No I did not receive any invitation. Yes my EOI is over 2 years old. Also, my IMMI account shows status is finalized but didn't receive any correspondence as yet.


----------



## one.sb2020 (Oct 9, 2014)

commie_rick said:


> 1. did you receive an invitation ?
> 2. if you didn't, is ur EOI 2 years old?


Sorry plz ignore my previous mail. By invitation do you mean to apply for visa? If so yes and I have already applied for 190 visa.


----------



## jayachandran_b (Aug 15, 2016)

'Finalised' means they have decided on your visa (granted or rejected). You should have got an email from [email protected] with the decision. Else in immi account you can click on the application and go to application mailbox to see the decision.


----------



## abc8959 (May 5, 2016)

Check immi account correspondence section and your spam email box.

Sent from my Nexus 6P using Tapatalk


----------



## one.sb2020 (Oct 9, 2014)

*checked immi account mail box no mail*

I have checked immi account mailbox but there is no new mail.


----------



## jayachandran_b (Aug 15, 2016)

Weird. Call them first thing in the morning tomorrow.


----------



## one.sb2020 (Oct 9, 2014)

Gave a call yesterday. Issue escalated to case officer. Waiting for feedback.


----------



## one.sb2020 (Oct 9, 2014)

Finally got a mail from CO

"Delays in processing your Skilled - Nominated (subclass 190) visa application".

Any idea on how long it may take?


----------



## robbypuwar (Jan 28, 2016)

one.sb2020 said:


> Finally got a mail from CO
> 
> "Delays in processing your Skilled - Nominated (subclass 190) visa application".
> 
> Any idea on how long it may take?



Any Update after that email?


----------



## Sunsam (Nov 22, 2016)

Hello. I have received tan email stating that my Skillselect EOI ceased but no other notification from the CO regarding my application. Anyone else in this situation? The last email correspondence from the CO was asking for some further information which I provided immediately. What should I do now? Wait and see or contact my CO?


----------



## FFacs (Jul 6, 2016)

Sunsam said:


> Hello. I have received tan email stating that my Skillselect EOI ceased but no other notification from the CO regarding my application. Anyone else in this situation? The last email correspondence from the CO was asking for some further information which I provided immediately. What should I do now? Wait and see or contact my CO?

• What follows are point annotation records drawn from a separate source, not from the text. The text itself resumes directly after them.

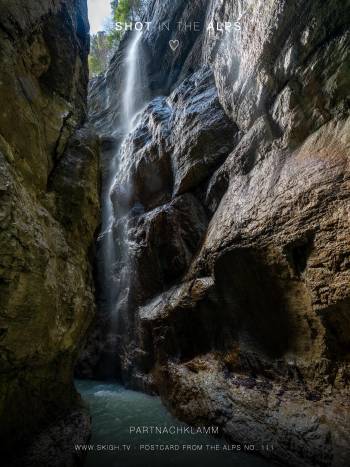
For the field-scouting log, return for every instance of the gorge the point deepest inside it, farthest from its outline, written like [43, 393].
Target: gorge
[184, 230]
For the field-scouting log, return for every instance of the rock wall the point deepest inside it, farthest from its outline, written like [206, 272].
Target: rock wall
[233, 195]
[49, 210]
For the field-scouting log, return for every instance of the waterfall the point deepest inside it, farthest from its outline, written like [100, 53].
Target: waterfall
[133, 98]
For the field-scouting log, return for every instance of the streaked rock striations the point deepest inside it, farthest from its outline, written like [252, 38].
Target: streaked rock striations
[234, 190]
[49, 209]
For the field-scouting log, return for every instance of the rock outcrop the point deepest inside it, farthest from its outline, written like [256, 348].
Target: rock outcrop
[49, 210]
[232, 196]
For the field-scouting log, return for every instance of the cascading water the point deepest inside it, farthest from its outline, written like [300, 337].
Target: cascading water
[134, 97]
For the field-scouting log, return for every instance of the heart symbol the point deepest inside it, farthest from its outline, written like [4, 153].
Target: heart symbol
[174, 44]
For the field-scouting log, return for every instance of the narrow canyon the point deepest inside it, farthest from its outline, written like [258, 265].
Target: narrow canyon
[179, 223]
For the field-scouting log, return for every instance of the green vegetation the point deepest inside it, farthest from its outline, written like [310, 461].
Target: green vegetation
[104, 43]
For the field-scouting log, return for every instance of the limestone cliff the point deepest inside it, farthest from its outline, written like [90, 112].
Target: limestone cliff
[232, 205]
[49, 210]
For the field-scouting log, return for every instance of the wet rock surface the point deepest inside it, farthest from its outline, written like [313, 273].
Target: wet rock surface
[49, 209]
[249, 327]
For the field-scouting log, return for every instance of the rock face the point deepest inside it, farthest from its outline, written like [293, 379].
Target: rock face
[49, 209]
[233, 198]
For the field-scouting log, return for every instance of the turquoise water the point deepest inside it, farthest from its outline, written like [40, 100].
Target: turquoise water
[115, 409]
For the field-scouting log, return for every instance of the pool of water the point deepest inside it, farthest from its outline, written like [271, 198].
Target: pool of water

I would follow the steps as given in this thread.


----------



## Sunsam (Nov 22, 2016)

one.sb2020 said:


> Finally got a mail from CO
> 
> "Delays in processing your Skilled - Nominated (subclass 190) visa application".
> 
> Any idea on how long it may take?



Hi one.sb2020, 

Any update after this? Did you try contacting the CO? I'm in the same situation. Just got an email stating that my EOI has ceased but no communication so far from my CO.


----------



## Mudassar_SM (Aug 30, 2016)

*HI Bro*



Sunsam said:


> Hello. I have received tan email stating that my Skillselect EOI ceased but no other notification from the CO regarding my application. Anyone else in this situation? The last email correspondence from the CO was asking for some further information which I provided immediately. What should I do now? Wait and see or contact my CO?


Login and check ur IMMI account.


----------



## Sunsam (Nov 22, 2016)

Visa Grant. Glory to God!


----------